Report cards that measure quality of care after wait list placement ignore key phases prior to wait list placement, he said. “This may have the unintended consequences of limiting access to care and to the waiting list for patients perceived to be at higher risk, or the use of higher-risk donors, despite their potential survival advantage.

“In contrast,” he said, “quality report cards that incentivize treatment for all patients who may benefit would likely have a greater beneficial impact on patients with end-organ disease.”

There is also significant risk of underlying differences in patient populations between centers, despite the use of multivariable models, he added. This heterogeneity “may not be reflected accurately in the report cards [which] have significant impact for regulatory review, private payer contracting, and center reputation.”

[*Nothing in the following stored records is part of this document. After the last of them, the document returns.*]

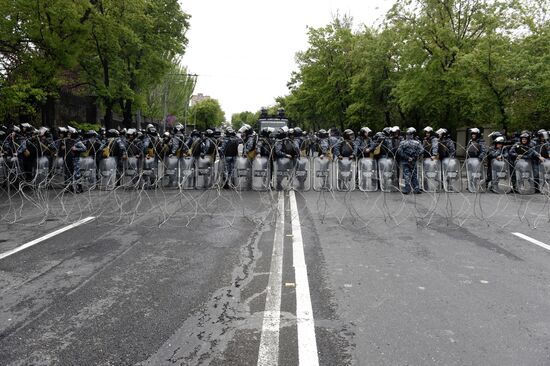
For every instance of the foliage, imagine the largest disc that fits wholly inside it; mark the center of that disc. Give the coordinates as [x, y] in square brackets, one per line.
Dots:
[207, 114]
[449, 63]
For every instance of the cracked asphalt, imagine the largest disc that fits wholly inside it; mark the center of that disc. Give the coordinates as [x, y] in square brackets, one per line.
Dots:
[180, 278]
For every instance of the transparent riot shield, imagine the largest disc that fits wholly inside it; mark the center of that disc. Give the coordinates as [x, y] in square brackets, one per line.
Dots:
[345, 174]
[452, 179]
[282, 174]
[130, 173]
[88, 173]
[387, 171]
[261, 173]
[525, 183]
[187, 172]
[204, 173]
[242, 173]
[322, 174]
[170, 172]
[431, 175]
[544, 173]
[500, 177]
[367, 172]
[302, 180]
[475, 174]
[3, 171]
[150, 173]
[42, 172]
[58, 173]
[107, 174]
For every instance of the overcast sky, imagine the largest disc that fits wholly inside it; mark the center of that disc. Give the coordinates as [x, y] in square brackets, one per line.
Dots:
[243, 50]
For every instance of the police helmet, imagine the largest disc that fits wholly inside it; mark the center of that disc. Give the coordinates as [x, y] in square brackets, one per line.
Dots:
[348, 134]
[282, 133]
[91, 133]
[364, 131]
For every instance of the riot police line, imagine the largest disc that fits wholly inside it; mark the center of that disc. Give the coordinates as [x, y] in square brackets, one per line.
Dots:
[389, 161]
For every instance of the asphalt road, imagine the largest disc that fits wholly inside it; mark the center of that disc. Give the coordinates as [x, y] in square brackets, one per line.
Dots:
[225, 278]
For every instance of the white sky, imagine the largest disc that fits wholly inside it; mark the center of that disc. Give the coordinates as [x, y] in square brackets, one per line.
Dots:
[243, 50]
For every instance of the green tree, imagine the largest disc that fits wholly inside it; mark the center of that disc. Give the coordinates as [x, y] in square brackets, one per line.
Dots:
[207, 113]
[130, 46]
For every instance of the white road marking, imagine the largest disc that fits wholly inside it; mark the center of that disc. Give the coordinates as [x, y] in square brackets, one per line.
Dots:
[45, 237]
[268, 354]
[307, 344]
[534, 241]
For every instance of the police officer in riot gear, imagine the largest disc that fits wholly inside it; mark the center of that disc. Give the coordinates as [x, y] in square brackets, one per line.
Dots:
[363, 143]
[525, 150]
[475, 148]
[409, 151]
[346, 147]
[229, 151]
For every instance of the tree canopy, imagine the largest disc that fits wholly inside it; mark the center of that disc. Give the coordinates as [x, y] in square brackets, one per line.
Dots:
[448, 63]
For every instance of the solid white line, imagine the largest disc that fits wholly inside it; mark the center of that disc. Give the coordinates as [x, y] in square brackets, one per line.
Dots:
[268, 354]
[307, 344]
[47, 236]
[534, 241]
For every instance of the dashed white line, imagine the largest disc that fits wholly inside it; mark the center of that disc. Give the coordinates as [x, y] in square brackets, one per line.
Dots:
[45, 237]
[307, 344]
[268, 354]
[534, 241]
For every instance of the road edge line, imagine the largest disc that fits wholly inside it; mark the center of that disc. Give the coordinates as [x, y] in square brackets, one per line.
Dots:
[45, 237]
[307, 343]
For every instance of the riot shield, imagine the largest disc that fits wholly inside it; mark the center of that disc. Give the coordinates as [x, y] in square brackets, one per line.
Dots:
[170, 172]
[204, 173]
[431, 175]
[345, 174]
[368, 175]
[261, 173]
[322, 174]
[452, 179]
[475, 174]
[544, 173]
[58, 173]
[130, 173]
[187, 172]
[42, 172]
[88, 173]
[283, 169]
[387, 171]
[3, 171]
[107, 174]
[150, 173]
[301, 180]
[500, 177]
[242, 173]
[525, 184]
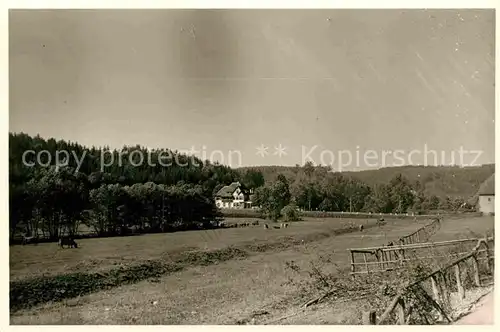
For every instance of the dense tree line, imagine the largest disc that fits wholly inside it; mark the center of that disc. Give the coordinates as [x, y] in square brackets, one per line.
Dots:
[155, 198]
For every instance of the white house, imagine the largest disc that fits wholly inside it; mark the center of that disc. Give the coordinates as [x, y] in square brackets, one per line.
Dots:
[234, 196]
[486, 196]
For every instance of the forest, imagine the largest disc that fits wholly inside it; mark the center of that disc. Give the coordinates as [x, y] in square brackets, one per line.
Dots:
[55, 200]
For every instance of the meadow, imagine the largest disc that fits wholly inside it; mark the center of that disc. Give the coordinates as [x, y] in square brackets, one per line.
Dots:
[223, 276]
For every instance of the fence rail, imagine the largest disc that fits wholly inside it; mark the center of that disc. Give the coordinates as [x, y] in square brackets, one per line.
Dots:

Some of these concerns may be addressed in the new OPTN Modernization Initiative, according to David Bowman, a public affairs specialist at the Health Resources and Services Administration. One of the goals of the initiative “is to ensure that the OPTN Board of Directors is high functioning, has greater independence, and represents the diversity of communities served by the OPTN,” he told this news organization. “Strengthened governance will lead to effective policy development and implementation, and enhanced transparency and accountability of the process.”

Addressing another concern about the system, Savitri Fedson, MD, of the Michael E. DeBakey VA Medical Center and Baylor College of Medicine, Houston, wonders in a related editorial whether organ donors and recipients should know more about each other, and if so, could that reverse the ongoing downward trend in organ acceptance?

Although some organizations are in favor of sharing more information, Dr. Fedson notes that “less information may have the greater benefit.” She writes, “We might realize that the simplest approach is often the best: a fulsome thank you for the donor’s gift that is willingly given to a stranger without expectation of payment, and on the recipient side, the knowledge that an organ is of good quality.

“The transplant patient can be comforted with the understanding that the risk of disease transmission, while not zero, is low, and that their survival following acceptance of an organ is better than languishing on a waiting list.”

The study received no commercial funding. Dr. Parker, Dr. Khush, Dr. Schold, and Dr. Fedson report no relevant financial relationships.

A version of this article first appeared on Medscape.com.